# NFS + Freebsd + Kerberos authentication



## frankS2 (Apr 27, 2009)

Hi, I've been googling and using IRC channels to try to find a way to do this, but I always end up empty. I wonder if anyone here have any tips for me? 

Regards
Frank:stud


----------



## pamdirac (Apr 27, 2009)

I only made samba+solaris+Kerberos authentication

try this link 
http://www.freesoftwaremagazine.com/columns/securing_nfs


----------



## frankS2 (Apr 28, 2009)

Yes, I've read that article, but the problem is that you need rpc.svcgssd runnning, which I do not seem to find for FBSD, but thanks for the post any way


----------



## SirDice (Apr 28, 2009)

If I read this correctly it's currently (being) implemented in -CURRENT. AFAIK it hasn't made it to 7-STABLE yet.


----------



## frankS2 (May 14, 2009)

Hi Thank you for replying.

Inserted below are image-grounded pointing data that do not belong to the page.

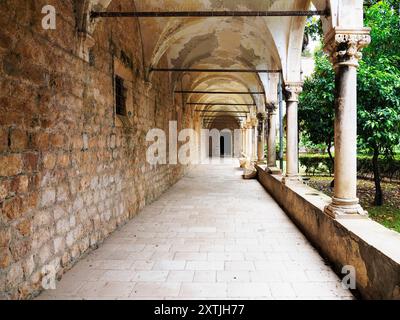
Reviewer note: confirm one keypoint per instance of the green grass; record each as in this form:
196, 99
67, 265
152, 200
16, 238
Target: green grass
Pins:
387, 216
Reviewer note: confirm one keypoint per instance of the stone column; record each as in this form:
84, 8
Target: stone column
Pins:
272, 136
293, 91
243, 130
262, 116
254, 140
344, 47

Is there any other way to get the same UID on NFS client and server? Or any hacks to get the file permissions right that way?


----------



## SirDice (May 14, 2009)

You can try to get all the passwd files lined up. So the same user has the same UID. Another way would be to use LDAP for authentication.


----------



## DutchDaemon (May 14, 2009)

Or NIS+ (yp(8)), I guess.


----------